Dish, the satellite pay-TV subsidiary of EchoStar, along with its wireless subsidiaries, filed for Chapter 11 bankruptcy protection.
The filing includes a prepackaged restructuring plan aimed at addressing immediate debt maturities and managing the wind-down of Dish Wireless’s 5G network operations.
The move follows an unexpected delay in a $23 billion spectrum license sale to AT&T, a deal originally announced in August 2025.
Dish indicated that it was unable to meet the repayment of $2 billion in 7.75% senior secured notes that were due on July 1.
Strengthening the Future of Telecommunications
Despite the filing, EchoStar Chairman and Co-Founder Charlie Ergen emphasized that the company remains committed to its long-term vision.

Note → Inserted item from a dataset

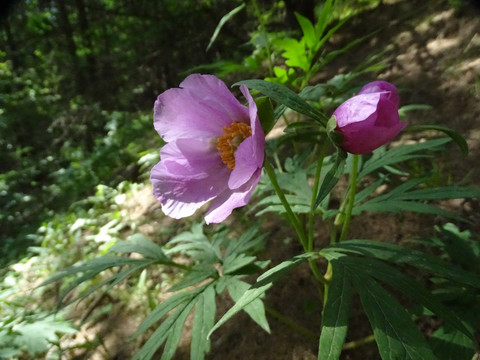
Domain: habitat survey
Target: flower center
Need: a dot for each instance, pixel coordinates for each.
(228, 143)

“EchoStar has been at the forefront of telecommunications for over 45 years, and these steps will position the business for an even stronger future,” Ergen said. “We are operating as usual throughout this process, delivering the same high-quality services that our customers expect.”
Fast-Track Restructuring Plan
The restructuring plan has received significant support from creditors, with holders of more than 88% of Dish’s credit—including those holding over $8.8 billion in Dish Wireless debt—agreeing to the terms. This broad consensus is expected to fast-track the legal proceedings, with the company targeting an exit from bankruptcy by the third quarter of this year.
Under the proposed plan, the July 1 notes will be paid in full in cash shortly after the AT&T transaction closes or upon the plan’s effective date.